Sightseeing in Kusatsu Onsen
At the center of Kusatsu there is the Yubatake, a system of wooden tubs, the spring that releases the classic smell of sulfur. Here the water flows from the spring and passes through a system of wooden plates to be cooled down before being channeled towards the various ryokans and public toilets of the city. It is certainly an incredibly photogenic place and I recommend stopping to overnight in Kusatsu Onsen to admire the magic of the Yubatake even at night: the lights and the steam rising from the pools create a magical atmosphere!
Another method used to cool the thermal waters is the Yumomi, which is the use of wooden sweeps to move the water and to lower the temperature. Today it is possible to see the Yumomi at Netsu no Yu, a building right next to the Yubatake, where the performances can be seen 6 times a day, from 9.30 to 16.30.
The cost is 600 yen, but many ryokans distribute a 50 yen discount to their guests. Tickets are limited for each show and go on sale half an hour before the show starts. The performance lasts 30 minutes.
A short walk from the Yubatake will lead you to Sainokawara Park, a valley of volcanic rocks dotted with pools, lakes, and rivers where thermal water flows. There is a pedestrian path, but it is also possible to walk freely around the area and there are several foot baths where you can dip your feet. Here there is the largest outdoor onsen in Kusatsu, the Sainokawara Rotenburo, open from 7.00 to 20.00, 600 yen the entrance. Due to the location, it is particularly recommended during the autumn to admire the autumn colors and during the winter, surrounded by snow!

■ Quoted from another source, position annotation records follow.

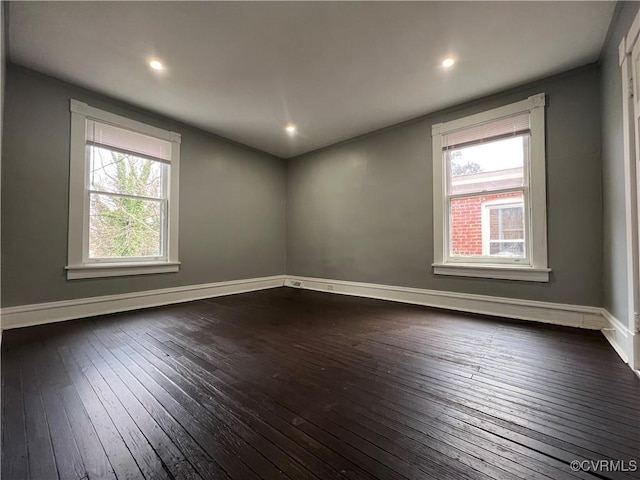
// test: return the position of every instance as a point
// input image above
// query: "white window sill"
(98, 270)
(504, 272)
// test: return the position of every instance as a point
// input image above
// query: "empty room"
(320, 240)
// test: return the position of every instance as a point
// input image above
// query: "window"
(123, 196)
(489, 194)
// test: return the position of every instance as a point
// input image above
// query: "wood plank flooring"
(291, 384)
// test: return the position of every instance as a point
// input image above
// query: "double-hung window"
(123, 196)
(489, 194)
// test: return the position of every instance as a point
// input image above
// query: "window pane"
(466, 226)
(124, 227)
(506, 227)
(507, 249)
(126, 174)
(488, 225)
(489, 166)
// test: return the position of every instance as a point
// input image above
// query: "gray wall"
(232, 200)
(614, 248)
(362, 210)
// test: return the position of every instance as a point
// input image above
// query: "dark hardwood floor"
(294, 384)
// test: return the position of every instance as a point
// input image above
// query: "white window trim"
(486, 230)
(537, 269)
(78, 201)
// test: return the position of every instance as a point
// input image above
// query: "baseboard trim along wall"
(40, 313)
(555, 313)
(595, 318)
(618, 335)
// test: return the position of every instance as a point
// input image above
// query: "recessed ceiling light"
(156, 65)
(291, 129)
(448, 62)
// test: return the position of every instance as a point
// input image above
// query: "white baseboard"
(40, 313)
(595, 318)
(554, 313)
(618, 335)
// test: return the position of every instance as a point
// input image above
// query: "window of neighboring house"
(489, 194)
(123, 196)
(503, 228)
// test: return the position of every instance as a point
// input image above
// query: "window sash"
(526, 166)
(164, 208)
(450, 257)
(163, 200)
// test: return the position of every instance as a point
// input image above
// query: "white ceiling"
(244, 70)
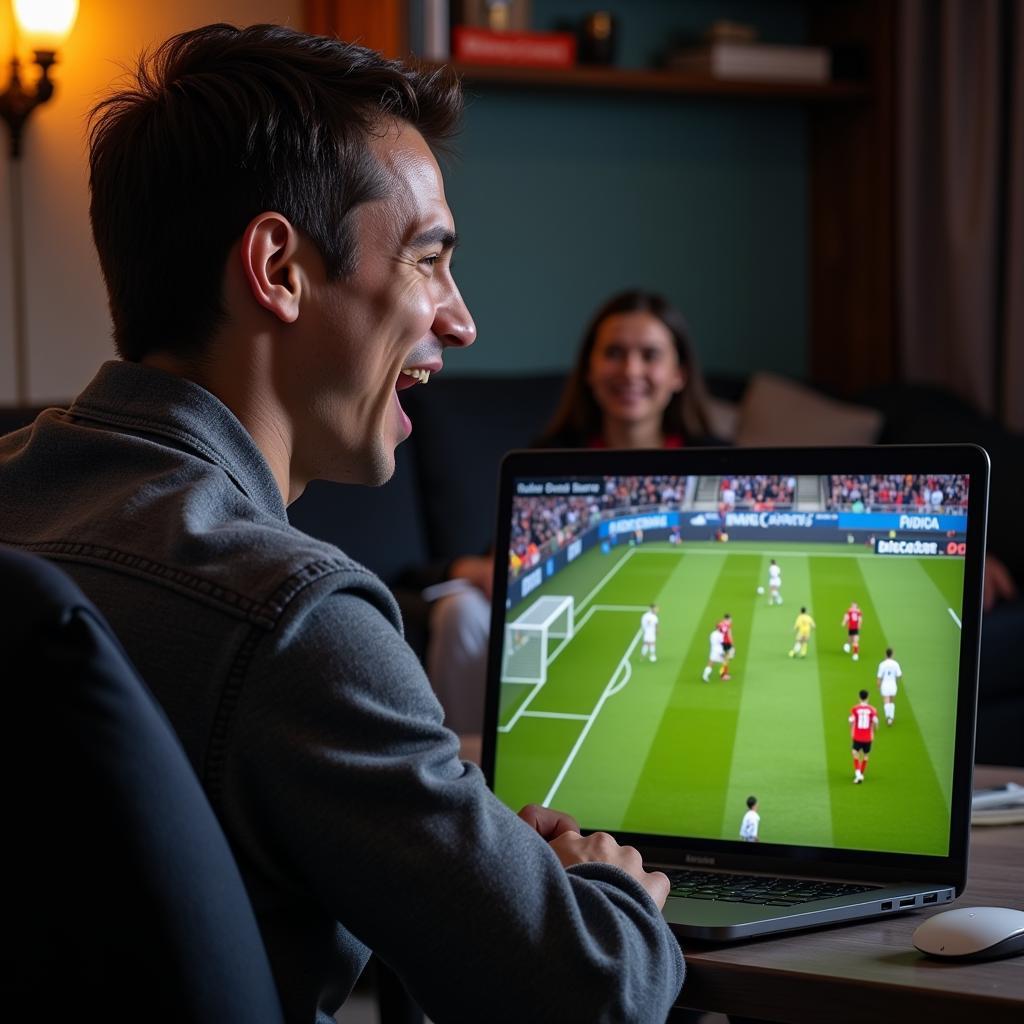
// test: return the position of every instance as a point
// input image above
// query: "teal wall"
(562, 198)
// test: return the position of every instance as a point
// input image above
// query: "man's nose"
(454, 323)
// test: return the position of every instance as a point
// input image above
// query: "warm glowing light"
(45, 24)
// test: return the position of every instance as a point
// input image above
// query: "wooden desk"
(870, 973)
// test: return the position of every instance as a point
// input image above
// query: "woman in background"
(636, 384)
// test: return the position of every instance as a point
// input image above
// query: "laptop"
(680, 643)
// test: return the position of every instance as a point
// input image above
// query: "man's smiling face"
(381, 329)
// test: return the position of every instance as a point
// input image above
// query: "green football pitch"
(629, 744)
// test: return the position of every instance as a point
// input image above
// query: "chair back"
(122, 894)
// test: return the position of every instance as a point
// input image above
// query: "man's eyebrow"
(435, 237)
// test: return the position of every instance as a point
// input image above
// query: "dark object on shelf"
(597, 39)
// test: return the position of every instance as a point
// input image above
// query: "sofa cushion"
(777, 411)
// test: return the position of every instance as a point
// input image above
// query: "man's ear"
(269, 248)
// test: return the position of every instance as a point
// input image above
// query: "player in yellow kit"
(802, 628)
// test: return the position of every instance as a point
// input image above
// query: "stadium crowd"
(544, 525)
(762, 493)
(944, 493)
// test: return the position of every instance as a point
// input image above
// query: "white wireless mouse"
(972, 933)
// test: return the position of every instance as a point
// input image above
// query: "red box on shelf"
(521, 49)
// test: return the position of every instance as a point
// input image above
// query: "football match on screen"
(674, 646)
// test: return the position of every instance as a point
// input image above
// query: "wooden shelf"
(651, 82)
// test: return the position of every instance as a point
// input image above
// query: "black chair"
(122, 896)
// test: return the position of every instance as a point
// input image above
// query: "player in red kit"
(863, 719)
(852, 621)
(725, 628)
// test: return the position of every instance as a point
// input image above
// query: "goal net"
(527, 640)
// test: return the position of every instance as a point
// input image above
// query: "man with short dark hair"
(271, 225)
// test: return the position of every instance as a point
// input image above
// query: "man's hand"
(478, 569)
(999, 584)
(572, 848)
(549, 822)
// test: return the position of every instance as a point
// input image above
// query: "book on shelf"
(523, 49)
(755, 61)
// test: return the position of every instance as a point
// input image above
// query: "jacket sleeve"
(367, 805)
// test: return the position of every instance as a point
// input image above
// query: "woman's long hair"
(579, 418)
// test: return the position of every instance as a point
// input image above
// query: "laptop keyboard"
(760, 889)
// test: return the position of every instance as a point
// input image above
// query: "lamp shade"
(45, 24)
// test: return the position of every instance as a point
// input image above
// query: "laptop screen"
(734, 655)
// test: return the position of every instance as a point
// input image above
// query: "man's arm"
(364, 804)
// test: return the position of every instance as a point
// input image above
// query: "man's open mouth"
(414, 375)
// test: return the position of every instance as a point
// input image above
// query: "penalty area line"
(610, 688)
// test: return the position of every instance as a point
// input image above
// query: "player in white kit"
(648, 627)
(888, 674)
(717, 653)
(774, 583)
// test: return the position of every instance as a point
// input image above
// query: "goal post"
(527, 639)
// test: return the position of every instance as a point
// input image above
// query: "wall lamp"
(45, 25)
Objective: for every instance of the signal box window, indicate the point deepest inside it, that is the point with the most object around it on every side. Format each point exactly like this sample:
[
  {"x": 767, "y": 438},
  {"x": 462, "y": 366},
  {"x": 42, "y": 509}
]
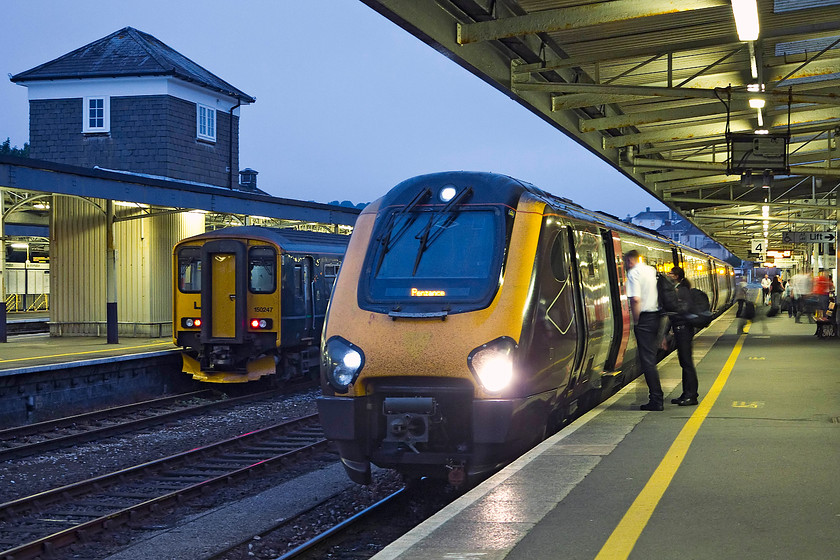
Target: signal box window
[
  {"x": 96, "y": 115},
  {"x": 206, "y": 122},
  {"x": 262, "y": 270},
  {"x": 189, "y": 270}
]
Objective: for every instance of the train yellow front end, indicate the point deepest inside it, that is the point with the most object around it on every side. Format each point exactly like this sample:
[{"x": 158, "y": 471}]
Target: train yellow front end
[
  {"x": 250, "y": 301},
  {"x": 419, "y": 349}
]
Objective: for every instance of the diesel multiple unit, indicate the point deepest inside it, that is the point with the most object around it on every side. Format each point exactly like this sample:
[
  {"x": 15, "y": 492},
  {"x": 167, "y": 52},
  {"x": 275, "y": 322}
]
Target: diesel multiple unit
[{"x": 250, "y": 301}]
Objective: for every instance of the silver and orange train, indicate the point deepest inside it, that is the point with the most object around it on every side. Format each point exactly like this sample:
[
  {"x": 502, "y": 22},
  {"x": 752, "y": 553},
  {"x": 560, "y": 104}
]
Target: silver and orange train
[{"x": 475, "y": 314}]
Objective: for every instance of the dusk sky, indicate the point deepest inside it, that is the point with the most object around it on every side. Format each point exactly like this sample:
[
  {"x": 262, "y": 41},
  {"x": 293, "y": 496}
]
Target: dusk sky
[{"x": 348, "y": 104}]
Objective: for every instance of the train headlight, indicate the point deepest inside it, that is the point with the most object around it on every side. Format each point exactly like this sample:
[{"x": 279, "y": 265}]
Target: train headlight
[
  {"x": 261, "y": 324},
  {"x": 492, "y": 364},
  {"x": 343, "y": 362}
]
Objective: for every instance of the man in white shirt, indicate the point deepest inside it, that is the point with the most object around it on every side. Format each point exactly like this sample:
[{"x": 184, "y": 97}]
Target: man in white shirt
[
  {"x": 644, "y": 304},
  {"x": 802, "y": 289},
  {"x": 765, "y": 288}
]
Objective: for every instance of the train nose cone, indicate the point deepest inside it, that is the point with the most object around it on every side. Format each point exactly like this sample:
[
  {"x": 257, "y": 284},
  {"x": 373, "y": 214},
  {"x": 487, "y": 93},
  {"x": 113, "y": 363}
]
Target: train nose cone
[{"x": 399, "y": 427}]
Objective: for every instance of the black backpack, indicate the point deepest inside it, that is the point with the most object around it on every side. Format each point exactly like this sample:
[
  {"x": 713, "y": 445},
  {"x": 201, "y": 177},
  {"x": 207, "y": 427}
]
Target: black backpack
[
  {"x": 699, "y": 311},
  {"x": 667, "y": 291}
]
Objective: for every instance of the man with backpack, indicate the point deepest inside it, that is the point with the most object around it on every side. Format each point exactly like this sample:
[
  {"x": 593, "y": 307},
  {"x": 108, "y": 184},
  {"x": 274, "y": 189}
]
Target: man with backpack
[
  {"x": 644, "y": 304},
  {"x": 683, "y": 336}
]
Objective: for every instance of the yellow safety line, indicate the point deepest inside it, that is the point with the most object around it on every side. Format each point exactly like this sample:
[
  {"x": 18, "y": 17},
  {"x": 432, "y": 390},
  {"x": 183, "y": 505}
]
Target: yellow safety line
[
  {"x": 624, "y": 537},
  {"x": 88, "y": 352}
]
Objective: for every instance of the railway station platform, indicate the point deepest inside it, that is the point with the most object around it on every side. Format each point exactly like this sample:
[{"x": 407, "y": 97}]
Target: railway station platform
[
  {"x": 40, "y": 352},
  {"x": 43, "y": 377},
  {"x": 752, "y": 472}
]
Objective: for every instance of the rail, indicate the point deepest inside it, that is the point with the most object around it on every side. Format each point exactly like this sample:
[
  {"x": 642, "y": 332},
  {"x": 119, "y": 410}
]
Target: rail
[{"x": 50, "y": 517}]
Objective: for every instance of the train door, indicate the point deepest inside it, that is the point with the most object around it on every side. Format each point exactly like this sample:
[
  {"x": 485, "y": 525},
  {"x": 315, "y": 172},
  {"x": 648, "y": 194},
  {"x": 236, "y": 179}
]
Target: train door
[
  {"x": 224, "y": 298},
  {"x": 307, "y": 286},
  {"x": 553, "y": 340},
  {"x": 620, "y": 308},
  {"x": 591, "y": 265},
  {"x": 713, "y": 287}
]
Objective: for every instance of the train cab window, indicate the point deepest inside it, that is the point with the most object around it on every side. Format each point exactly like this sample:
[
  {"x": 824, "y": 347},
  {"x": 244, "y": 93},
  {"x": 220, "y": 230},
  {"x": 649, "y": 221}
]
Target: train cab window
[
  {"x": 558, "y": 259},
  {"x": 430, "y": 258},
  {"x": 330, "y": 274},
  {"x": 189, "y": 270},
  {"x": 262, "y": 270}
]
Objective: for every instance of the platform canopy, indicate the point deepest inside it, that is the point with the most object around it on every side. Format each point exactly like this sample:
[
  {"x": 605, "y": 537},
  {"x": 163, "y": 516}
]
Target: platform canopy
[{"x": 735, "y": 129}]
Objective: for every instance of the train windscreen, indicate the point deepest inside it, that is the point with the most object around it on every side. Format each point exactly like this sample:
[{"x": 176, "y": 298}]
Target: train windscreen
[
  {"x": 429, "y": 257},
  {"x": 189, "y": 270},
  {"x": 262, "y": 268}
]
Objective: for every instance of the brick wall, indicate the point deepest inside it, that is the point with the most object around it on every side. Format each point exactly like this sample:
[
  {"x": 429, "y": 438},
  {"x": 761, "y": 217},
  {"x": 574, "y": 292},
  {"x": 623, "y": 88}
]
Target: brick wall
[{"x": 149, "y": 134}]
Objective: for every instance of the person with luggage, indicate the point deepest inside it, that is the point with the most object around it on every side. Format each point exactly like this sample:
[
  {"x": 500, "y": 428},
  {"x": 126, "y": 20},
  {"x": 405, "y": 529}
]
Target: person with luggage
[
  {"x": 822, "y": 287},
  {"x": 801, "y": 295},
  {"x": 765, "y": 289},
  {"x": 787, "y": 298},
  {"x": 683, "y": 336},
  {"x": 744, "y": 306},
  {"x": 776, "y": 290},
  {"x": 644, "y": 304}
]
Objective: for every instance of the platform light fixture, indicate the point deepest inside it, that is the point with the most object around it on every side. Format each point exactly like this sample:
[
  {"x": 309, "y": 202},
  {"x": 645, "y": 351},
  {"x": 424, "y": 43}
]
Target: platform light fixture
[{"x": 746, "y": 19}]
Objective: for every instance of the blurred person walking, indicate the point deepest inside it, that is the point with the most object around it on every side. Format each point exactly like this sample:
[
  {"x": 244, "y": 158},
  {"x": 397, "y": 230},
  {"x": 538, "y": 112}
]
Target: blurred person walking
[
  {"x": 683, "y": 335},
  {"x": 765, "y": 289}
]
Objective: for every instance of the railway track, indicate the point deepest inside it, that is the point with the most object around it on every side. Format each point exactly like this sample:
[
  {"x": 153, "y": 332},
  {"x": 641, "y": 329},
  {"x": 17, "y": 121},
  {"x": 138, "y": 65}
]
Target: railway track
[
  {"x": 381, "y": 510},
  {"x": 37, "y": 525},
  {"x": 31, "y": 439}
]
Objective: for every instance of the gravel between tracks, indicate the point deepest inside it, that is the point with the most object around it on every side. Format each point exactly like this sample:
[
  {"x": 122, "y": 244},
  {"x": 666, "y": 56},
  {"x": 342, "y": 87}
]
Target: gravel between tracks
[{"x": 29, "y": 475}]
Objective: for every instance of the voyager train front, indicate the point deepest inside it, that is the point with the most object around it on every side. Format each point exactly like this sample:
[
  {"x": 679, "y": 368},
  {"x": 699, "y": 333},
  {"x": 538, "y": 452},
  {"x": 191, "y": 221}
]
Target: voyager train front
[{"x": 420, "y": 355}]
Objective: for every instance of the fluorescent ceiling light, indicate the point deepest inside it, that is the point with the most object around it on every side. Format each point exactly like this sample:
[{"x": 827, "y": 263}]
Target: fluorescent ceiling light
[{"x": 746, "y": 19}]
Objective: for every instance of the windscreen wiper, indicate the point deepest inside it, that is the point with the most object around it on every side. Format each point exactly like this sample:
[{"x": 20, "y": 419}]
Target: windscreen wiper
[
  {"x": 388, "y": 239},
  {"x": 425, "y": 238}
]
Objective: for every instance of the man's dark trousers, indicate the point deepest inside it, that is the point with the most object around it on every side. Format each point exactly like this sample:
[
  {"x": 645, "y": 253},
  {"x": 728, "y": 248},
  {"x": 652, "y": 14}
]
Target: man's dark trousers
[
  {"x": 683, "y": 335},
  {"x": 647, "y": 337}
]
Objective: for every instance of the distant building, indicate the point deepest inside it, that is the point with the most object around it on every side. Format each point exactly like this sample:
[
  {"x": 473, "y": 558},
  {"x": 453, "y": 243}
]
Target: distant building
[
  {"x": 651, "y": 219},
  {"x": 129, "y": 102},
  {"x": 673, "y": 226}
]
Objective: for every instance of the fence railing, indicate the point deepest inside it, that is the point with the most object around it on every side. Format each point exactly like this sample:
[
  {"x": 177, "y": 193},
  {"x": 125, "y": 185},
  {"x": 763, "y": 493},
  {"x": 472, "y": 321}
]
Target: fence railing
[
  {"x": 157, "y": 329},
  {"x": 19, "y": 302}
]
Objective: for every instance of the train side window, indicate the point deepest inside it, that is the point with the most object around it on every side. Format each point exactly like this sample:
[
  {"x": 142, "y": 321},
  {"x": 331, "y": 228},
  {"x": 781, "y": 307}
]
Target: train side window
[
  {"x": 262, "y": 270},
  {"x": 299, "y": 280},
  {"x": 189, "y": 270}
]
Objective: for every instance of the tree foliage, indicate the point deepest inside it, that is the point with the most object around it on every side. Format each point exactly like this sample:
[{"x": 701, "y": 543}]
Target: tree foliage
[{"x": 6, "y": 149}]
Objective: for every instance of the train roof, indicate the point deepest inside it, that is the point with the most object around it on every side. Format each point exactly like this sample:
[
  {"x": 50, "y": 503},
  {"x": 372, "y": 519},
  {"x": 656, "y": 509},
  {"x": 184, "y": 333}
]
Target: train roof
[{"x": 289, "y": 240}]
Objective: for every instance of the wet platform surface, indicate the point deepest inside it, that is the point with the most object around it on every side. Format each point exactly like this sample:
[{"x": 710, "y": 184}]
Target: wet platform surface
[
  {"x": 752, "y": 472},
  {"x": 39, "y": 352}
]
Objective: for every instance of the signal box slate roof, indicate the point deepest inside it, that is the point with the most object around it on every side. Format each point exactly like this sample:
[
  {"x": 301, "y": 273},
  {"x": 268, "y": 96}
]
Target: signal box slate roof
[{"x": 129, "y": 53}]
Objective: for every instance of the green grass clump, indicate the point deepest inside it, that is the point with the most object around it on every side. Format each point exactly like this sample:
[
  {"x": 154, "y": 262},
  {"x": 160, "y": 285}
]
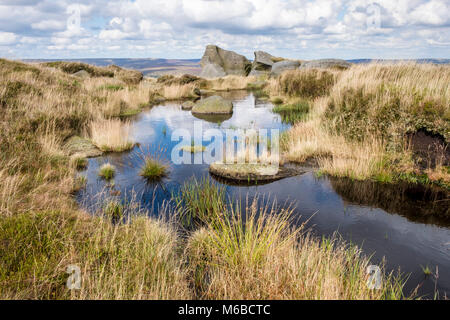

Usually one of the main activities in onsen towns is “onsen hopping” or try the various thermal bathhouses to enjoy the different types of thermal water or smiply to see the various environments. For this reason, you will see people walking around the town wearing a yukata so that it is easier to undress and dressed between one bath and another. You almost always find yukatas in Japanese rooms and geta are provided when you go out for a walk. Towels and washing items are generally available on-site or you can rent them for a few yen; you can also equip yourself with a small handbag.
In Kusatsu Onsen, other than Sainokawara Rotenburo, the other most renowned onsen are Goza no yu and Otaki no yu. There should be a pass, which can be purchased directly at the entrance of the three onsen, which allows you to access all three for 1,600 yen (instead of 2,100 yen for separate entrances).
There are also some free onsen, although much smaller and simpler, frequented mainly by locals, such as the Shirahata no yu right next to where they perform the Yumomii show.
Around the streets of Kusatsu you will also find several free foot baths, where you can sit on the edge of the bath and chat with your feet immersed in the thermal waters.
How to get to Kusatsu Onsen
We visited Kusatsu Onsen by renting a car from Takasaki (which we reached by train) because we opted to make a few stops along the way, but the car is not necessary and you can also get to Kusatsu Onsen by public transport. Once in Kusatsu, the car is not needed and you can easily walk around. For the ski slopes and the volcanic area, there are frequent buses.
If you don’t have the Japan Rail Pass or want to save money, buses are always the cheap alternative and from Shinjuku there are direct buses at a cost of 3,500 yen each way and they take about 4 hours.
There is no train station in Kusatsu, but you will need to take a bus from Naganohara-Kusatsuguchi or Karuizawa stations.
To reach Naganohara-Kusatsuguchi from Tokyo you can take the Limited Express Akagi direct train from Ueno, 5,370 yen, 2 and a half hours (but there are only 3 daily trips) or reach Takasaki (Shinkansen 4,810 yen covered by Japan Rail Pass, 45/50 minutes or Local Train 1,980 yen, just under two hours) and then from there, local Agatsuma line for an additional hour and a half and 1,200 yen.